In conclusion, I agree with the court’s holding that Texas recognizes the qualified privilege of a person to interfere with the contractual relations of another. However, this assertion of “privilege” is an affirmative defense and a proper application of summary judgment law leads to the conclusion that fact issues remain for a jury to determine whether or not Sakowitz was acting in good faith and with legal justification when they sent the letter to Oshmans. Therefore, I would affirm the judgment of the court of appeals which affirms the summary judgment for Sakowitz on Steck’s libel claim, see James v. Brown, 637 S.W.2d 914 (Tex.1982), but remands her cause of action for interference with contract.
CAMPBELL and RAY, JJ., join in this Dissenting Opinion.

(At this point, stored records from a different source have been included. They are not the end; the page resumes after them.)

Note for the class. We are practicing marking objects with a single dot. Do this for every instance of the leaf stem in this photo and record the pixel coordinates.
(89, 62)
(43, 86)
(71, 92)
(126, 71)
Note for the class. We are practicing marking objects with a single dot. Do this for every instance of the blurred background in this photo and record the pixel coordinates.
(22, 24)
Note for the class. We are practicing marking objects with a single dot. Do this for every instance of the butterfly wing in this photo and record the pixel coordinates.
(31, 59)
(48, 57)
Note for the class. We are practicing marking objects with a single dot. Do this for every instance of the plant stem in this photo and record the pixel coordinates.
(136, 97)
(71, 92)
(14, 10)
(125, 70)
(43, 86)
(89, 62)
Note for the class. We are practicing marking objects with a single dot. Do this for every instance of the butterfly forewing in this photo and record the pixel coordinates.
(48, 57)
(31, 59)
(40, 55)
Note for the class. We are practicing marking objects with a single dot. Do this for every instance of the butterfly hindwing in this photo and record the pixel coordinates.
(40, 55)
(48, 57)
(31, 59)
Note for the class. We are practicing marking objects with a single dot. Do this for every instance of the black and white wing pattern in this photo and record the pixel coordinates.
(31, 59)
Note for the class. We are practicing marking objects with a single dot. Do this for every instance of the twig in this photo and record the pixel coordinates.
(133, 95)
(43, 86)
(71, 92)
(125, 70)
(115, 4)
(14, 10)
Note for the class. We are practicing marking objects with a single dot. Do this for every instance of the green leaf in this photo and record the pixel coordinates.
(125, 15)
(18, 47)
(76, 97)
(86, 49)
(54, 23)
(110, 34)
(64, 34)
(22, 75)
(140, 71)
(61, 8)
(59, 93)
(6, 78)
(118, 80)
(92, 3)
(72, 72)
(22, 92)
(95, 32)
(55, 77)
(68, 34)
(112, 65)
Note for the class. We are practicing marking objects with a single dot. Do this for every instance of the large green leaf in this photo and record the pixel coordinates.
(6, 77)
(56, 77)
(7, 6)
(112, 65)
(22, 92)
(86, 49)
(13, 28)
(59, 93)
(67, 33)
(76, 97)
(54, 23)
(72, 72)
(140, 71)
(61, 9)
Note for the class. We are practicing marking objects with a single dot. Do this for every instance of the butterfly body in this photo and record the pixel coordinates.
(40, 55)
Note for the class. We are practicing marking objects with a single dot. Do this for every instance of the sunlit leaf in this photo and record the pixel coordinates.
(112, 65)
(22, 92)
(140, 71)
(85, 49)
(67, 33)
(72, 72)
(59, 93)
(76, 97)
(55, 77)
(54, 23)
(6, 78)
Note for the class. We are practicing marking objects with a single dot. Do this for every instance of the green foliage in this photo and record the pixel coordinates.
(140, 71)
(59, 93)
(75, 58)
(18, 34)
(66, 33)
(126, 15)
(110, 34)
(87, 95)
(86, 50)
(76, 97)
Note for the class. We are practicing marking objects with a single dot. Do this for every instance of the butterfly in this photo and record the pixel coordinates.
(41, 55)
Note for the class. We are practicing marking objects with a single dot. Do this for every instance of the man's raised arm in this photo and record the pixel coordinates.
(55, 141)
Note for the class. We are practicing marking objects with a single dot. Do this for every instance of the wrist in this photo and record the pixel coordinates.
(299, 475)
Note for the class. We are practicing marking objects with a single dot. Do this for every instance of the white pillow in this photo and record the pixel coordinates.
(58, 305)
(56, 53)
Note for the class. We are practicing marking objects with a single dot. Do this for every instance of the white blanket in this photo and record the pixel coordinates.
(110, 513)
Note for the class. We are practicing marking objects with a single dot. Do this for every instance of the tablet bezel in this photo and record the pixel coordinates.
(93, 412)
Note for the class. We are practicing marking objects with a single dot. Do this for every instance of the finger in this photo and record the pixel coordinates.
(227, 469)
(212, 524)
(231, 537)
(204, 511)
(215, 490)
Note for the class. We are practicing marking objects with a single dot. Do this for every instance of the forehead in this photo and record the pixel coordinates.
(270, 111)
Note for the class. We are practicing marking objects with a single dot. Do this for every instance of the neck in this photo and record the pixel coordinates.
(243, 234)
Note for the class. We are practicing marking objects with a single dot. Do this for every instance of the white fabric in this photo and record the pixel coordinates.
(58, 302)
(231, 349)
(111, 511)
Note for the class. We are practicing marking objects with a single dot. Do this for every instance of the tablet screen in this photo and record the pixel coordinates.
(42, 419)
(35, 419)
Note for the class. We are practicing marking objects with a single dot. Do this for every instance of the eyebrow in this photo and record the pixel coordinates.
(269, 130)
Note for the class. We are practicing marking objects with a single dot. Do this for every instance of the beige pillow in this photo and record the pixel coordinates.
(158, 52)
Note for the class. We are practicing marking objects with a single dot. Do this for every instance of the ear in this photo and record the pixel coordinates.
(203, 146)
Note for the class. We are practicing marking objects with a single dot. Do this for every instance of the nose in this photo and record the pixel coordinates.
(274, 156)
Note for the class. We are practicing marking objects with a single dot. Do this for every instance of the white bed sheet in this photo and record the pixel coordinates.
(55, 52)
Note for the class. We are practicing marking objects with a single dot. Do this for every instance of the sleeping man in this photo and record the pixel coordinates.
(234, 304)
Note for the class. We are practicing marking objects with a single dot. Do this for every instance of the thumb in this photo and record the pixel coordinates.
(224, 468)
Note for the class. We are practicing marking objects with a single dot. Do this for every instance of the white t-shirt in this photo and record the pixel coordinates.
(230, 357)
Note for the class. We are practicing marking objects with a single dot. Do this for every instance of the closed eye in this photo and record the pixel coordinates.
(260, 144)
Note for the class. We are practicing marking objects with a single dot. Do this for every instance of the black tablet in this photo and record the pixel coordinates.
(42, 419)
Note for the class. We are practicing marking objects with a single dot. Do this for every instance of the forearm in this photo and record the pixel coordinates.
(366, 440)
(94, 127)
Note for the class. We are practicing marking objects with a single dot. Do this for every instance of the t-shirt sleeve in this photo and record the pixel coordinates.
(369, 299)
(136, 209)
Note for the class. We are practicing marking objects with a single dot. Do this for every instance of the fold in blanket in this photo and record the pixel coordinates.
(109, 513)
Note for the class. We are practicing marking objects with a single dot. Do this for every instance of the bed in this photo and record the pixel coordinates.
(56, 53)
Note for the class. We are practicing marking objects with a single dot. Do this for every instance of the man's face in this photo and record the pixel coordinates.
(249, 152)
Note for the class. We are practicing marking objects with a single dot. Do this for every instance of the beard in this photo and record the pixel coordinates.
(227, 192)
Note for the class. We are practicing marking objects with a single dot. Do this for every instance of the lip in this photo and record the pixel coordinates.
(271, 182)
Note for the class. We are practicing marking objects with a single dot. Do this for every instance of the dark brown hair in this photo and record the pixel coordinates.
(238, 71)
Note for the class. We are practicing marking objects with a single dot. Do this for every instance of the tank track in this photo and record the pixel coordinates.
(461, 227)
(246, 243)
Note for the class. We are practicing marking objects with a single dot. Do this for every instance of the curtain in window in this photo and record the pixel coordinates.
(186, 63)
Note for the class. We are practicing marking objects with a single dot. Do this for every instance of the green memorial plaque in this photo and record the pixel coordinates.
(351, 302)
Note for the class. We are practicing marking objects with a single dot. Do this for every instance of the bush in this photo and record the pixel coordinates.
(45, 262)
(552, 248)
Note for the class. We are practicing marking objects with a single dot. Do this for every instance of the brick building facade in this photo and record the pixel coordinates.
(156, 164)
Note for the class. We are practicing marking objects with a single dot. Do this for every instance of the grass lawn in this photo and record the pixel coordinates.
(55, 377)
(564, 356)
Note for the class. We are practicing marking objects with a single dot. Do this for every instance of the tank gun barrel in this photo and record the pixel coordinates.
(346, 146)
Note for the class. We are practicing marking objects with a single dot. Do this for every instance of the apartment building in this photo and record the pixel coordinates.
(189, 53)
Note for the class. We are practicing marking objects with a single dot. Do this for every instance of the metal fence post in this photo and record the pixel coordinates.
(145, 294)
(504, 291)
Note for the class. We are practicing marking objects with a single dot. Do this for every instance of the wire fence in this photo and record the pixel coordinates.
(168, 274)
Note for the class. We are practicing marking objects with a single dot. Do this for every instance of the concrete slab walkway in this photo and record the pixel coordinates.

. Alyeska Pipeline Serv. Co. v. Aurora Air Serv., Inc., 604 P.2d 1090, 1095 (AK 1979); Chanay v. Chittenden, 115 Ariz. 32, 563 P.2d 287, 292 (1977); Herron v. State Farm Mut. Ins. Co., 56 Cal.2d 202, 14 Cal.Rptr. 294, 363 P.2d 310, 312 (1961); Owen v. Williams, 322 Mass. 356, 77 N.E.2d 318, 321 (1948); Wilkinson v. Powe, 300 Mich. 275, 1 N.W.2d 539, 542 (1942); Bennett v. Storz Broadcasting Co., 270 Minn. 525, 134 N.W.2d 892, 901 (1965); Smith Dev. Co. v. Bilow Enter. Inc., 112 R.I. 203, 308 A.2d 477, 482 (1973); Mitchell v. Aldrich, 122 Vt. 19, 163 A.2d 833, 836 (1960); Scymanski v. Dufault, 80 Wash.2d 77, 491 P.2d 1050, 1056 (1971); see also Forro Precision, Inc. v. I.B.M., 673 F.2d 1045, 1053 (9th Cir.1982); Smith v. American Guild of Variety Artists, 349 F.2d 975, 981 (8th Cir.1965); Israel v. Wood Dolson Co., 1 N.Y.2d 116, 134 N.E.2d 97, 151 N.Y.S.2d 1 (N.Y.1936).